Although several techniques exist for the detection of equine tapeworms in serum and feces, the differential diagnosis of tapeworm infection is usually based on postmortem findings and the morphological identification of eggs in feces. In this study, a multiplex polymerase chain reaction (PCR)-based method for the simultaneuos detection of Anoplocephala magna, Anoplocephala perfoliata and Anoplocephaloides mamillana has been developed and validated. The method simultaneously amplifies hypervariable SSUrRNA gene regions in the three tapeworm species in a single reaction using three pairs of primers, which exclusively amplify the internal transcribed spacer 2 (ITS-2) in each target gene. The method was tested on three types of sample: (a) 1/10, 1/100, 1/500, 1/1000, 1/2000 and 1/5000 dilutions of 70 ng of genomic DNA of the three tapeworm species, (b) DNA extracted from negative aliquots of sediments of negative control fecal samples spiked with 500, 200, 100, 50 and 10 eggs (only for A. magna and A. perfoliata; no A. mamillana eggs available) and (c) DNA extracted from 80, 50, 40, 30, 10 and 1 egg per 2 µl of PCR reaction mix (only for A. magna and A. perfoliata; no A. mamillana eggs available). No amplification was observed against the DNA of Gasterophilus intestinalis, Parascaris equorum and Strongylus vulgaris. The multiplex PCR method emerged as specific for the three tapeworms and was able to identify as few as 50 eggs per fecal sample and as little as 0.7 ng of control genomic DNA obtained from the three species. The method proposed is able to differentiate infections caused by the two most frequent species A. magna or A. perfoliata when the eggs are present in feces and is also able to detect mixed infections by the three cestode species.

Coprologically diagnosing Anoplocephala perfoliata in the presence of A. magna.

Current copro-diagnostic tests for Anoplocephala perfoliata show high variation in their sensitivity and given the morphological similarity of Anoplocephala spp. eggs, this could be related to the presence of Anoplocephala magna alone or co-existing with A. perfoliata. In the present study, coprology was significantly more sensitive (p<0.01) at detecting A. magna than A. perfoliata. This difference was independent of the parasite burden and was greater when testing was limited to horses with mature or gravid tapeworms. A. magna infection was strongly linked to young horses (≤ 2 years). The eggs of A. magna are smaller. Using 15 and 70 µm cut-offs for oncosphere diameter and the major shell bisector length, respectively, the eggs of A. perfoliata were identified with 100% sensitivity, 97% specificity and 98% sensitivity, 84% specificity. The use of these two morphometric variables would therefore be useful for the copro-identification of A. perfoliata in countries where both species coexist.

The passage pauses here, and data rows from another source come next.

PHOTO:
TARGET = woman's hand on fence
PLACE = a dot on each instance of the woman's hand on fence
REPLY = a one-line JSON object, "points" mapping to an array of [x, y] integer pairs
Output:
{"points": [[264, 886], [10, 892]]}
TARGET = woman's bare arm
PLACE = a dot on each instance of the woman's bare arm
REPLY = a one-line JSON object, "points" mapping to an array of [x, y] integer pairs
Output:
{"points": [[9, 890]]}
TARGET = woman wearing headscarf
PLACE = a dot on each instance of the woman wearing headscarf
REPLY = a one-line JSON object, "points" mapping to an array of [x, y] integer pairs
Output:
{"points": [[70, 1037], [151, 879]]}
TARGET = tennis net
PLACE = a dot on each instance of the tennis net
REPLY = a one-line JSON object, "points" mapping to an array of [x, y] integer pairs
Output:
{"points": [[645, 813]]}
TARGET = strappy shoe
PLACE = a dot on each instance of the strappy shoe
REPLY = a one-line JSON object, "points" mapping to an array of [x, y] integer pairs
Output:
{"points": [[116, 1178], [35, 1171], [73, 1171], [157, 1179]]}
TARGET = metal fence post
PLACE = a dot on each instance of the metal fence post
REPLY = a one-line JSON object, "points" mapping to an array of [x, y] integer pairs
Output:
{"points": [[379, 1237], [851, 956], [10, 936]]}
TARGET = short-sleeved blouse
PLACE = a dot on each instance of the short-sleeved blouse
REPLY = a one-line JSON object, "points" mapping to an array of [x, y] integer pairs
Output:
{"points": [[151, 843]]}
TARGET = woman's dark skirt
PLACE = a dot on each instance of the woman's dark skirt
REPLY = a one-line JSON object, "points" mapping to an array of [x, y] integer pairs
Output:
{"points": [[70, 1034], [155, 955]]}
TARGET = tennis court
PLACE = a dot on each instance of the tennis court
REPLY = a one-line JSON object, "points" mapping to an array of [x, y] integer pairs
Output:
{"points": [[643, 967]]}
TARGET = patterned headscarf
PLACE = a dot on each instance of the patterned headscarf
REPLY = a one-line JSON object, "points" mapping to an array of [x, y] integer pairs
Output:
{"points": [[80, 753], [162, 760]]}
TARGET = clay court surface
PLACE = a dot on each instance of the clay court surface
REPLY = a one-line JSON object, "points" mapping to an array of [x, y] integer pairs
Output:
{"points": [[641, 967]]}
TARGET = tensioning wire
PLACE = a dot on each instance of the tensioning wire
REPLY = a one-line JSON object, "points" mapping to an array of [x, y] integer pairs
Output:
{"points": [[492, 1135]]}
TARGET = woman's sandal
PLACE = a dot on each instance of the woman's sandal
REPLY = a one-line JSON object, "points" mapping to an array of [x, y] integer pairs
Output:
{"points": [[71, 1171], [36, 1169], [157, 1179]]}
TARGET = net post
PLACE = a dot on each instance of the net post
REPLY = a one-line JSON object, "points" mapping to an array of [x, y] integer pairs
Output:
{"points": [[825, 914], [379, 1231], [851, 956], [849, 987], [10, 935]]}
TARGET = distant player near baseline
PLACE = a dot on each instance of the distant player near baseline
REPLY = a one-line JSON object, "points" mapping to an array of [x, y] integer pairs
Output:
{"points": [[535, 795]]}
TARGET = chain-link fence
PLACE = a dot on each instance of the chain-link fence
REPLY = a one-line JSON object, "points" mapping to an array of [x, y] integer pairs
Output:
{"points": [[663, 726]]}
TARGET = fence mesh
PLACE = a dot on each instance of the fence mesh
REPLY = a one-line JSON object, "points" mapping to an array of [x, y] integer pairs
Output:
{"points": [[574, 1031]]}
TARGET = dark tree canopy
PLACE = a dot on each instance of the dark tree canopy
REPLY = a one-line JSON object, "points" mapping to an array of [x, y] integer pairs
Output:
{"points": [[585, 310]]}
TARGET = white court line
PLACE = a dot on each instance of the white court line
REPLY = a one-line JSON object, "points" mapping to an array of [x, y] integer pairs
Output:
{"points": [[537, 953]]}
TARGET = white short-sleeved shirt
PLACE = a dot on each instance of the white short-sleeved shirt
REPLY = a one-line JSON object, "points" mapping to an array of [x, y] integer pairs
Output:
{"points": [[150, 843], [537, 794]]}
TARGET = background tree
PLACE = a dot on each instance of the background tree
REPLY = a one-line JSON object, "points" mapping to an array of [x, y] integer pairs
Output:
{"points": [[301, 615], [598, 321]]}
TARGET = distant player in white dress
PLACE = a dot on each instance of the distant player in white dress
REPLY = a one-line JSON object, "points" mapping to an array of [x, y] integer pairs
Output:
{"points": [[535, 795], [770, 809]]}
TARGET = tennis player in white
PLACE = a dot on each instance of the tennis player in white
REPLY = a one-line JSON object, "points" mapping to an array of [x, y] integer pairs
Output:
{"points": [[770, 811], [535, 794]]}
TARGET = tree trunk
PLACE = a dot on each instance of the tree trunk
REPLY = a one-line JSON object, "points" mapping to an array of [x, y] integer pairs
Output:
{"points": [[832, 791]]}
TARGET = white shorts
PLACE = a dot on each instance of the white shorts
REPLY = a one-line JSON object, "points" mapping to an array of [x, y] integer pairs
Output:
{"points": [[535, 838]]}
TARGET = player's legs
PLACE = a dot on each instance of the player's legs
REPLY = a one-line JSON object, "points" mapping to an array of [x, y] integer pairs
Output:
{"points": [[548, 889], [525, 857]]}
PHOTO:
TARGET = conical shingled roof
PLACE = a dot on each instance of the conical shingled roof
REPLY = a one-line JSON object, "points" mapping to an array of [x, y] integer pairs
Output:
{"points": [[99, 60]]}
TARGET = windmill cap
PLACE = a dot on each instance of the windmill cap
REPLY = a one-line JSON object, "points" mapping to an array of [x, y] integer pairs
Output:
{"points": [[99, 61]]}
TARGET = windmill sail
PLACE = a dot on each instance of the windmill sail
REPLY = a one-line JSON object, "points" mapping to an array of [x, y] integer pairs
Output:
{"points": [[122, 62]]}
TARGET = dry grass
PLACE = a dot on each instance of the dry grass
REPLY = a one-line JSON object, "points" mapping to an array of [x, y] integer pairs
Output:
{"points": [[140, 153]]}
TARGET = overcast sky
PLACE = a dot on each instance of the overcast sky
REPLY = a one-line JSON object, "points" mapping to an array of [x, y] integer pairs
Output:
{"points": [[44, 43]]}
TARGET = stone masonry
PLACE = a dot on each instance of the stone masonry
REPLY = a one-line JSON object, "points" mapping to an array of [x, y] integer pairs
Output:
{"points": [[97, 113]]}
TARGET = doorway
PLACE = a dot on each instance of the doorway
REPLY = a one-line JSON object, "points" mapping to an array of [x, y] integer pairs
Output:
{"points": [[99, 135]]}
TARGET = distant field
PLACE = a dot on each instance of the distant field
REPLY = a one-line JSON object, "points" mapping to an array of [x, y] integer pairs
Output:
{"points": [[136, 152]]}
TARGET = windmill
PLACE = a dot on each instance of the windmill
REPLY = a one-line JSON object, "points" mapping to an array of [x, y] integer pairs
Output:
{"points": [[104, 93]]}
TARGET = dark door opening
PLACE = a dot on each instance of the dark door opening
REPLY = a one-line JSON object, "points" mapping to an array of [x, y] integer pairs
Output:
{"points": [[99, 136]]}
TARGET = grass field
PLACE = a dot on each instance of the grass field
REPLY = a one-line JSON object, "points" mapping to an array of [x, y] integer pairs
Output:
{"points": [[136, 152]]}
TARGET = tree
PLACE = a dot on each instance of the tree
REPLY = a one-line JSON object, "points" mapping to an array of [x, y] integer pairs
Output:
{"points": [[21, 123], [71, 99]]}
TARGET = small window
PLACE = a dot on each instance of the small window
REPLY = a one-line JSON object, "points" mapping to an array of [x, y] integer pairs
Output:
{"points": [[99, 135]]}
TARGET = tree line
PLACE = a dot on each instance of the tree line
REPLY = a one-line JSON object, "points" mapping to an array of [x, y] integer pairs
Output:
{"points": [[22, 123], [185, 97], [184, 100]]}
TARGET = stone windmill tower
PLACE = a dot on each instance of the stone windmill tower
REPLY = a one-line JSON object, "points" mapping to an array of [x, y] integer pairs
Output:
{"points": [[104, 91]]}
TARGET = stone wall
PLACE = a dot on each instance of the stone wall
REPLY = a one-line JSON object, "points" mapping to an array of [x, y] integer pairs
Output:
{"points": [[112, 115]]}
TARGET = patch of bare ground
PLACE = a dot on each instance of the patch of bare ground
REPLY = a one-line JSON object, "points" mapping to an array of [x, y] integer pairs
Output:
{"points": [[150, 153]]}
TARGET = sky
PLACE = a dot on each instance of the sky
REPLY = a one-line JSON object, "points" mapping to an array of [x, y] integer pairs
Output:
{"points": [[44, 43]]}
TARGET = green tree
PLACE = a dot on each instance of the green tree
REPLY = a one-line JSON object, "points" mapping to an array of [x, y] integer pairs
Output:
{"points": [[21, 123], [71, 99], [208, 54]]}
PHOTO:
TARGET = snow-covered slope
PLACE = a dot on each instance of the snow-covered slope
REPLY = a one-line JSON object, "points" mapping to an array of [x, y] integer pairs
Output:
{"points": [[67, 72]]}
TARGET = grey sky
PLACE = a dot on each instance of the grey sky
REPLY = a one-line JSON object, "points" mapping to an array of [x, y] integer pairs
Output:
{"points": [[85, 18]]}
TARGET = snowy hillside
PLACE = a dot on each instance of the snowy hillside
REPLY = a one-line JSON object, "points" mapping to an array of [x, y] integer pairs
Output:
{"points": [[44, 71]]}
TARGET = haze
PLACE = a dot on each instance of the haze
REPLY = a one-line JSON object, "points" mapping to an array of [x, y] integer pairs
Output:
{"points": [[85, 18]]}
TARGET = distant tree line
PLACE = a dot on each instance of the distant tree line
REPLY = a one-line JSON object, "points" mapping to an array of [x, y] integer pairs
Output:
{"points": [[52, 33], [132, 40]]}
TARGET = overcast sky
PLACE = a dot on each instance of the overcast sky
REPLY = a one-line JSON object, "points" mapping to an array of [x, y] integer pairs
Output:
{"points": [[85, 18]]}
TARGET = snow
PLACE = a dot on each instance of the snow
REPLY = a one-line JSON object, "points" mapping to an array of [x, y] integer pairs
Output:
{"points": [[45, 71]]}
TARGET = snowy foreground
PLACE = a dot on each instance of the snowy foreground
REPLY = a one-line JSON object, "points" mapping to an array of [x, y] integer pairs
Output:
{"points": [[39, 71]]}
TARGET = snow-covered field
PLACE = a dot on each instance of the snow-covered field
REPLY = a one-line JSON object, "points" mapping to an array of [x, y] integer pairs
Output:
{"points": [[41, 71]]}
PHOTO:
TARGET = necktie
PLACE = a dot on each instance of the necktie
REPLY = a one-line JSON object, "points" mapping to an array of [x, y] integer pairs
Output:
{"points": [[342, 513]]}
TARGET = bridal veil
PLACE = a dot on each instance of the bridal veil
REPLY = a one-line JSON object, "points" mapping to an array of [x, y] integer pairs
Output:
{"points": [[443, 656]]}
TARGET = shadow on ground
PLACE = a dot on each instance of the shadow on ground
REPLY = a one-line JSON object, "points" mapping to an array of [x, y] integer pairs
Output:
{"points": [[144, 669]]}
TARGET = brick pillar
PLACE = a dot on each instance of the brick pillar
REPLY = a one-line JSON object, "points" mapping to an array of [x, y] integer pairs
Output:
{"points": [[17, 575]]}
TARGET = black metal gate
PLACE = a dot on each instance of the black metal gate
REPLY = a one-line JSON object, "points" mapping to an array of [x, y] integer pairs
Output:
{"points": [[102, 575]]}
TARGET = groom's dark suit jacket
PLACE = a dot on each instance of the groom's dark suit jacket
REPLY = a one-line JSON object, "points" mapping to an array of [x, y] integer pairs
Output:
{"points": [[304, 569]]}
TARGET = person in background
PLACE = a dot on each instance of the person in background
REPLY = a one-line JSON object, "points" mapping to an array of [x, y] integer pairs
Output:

The association between Anoplocephala perfoliata and colic in Swedish horses--a case control study.

A case-control study was performed to investigate the association between colic of all types in Swedish horses and infection with the equine tapeworm Anoplocephala perfoliata. Colic cases were defined by clinical signs consistent with the presence of abdominal pain, and the control horses had no signs of colic within the last year but attended a clinic for other reasons. Blood and fecal samples were collected by veterinarian from 67 horses with signs of colic and 67 control horses. The sera were analyzed using serodiagnostic assay anti-12/13 kDa IgG(T) ELISA. The fecal samples, 30 g from each horse, were analyzed with a modified sugar salt flotation method with a density of 1.280. A significant association was found between the presence of A. perfoliata eggs in feces and colic with a 16 times higher risk of colic if eggs had been observed in fecal samples. However, there was no significant association between colic and the median OD-values in the serological diagnosis, nor when recommended cut-offs were used. The study concludes that A. perfoliata is a risk factor for colic in Swedish horses and it suggests that the modified flotation method can be used as a diagnostic tool for identifying horses at risk.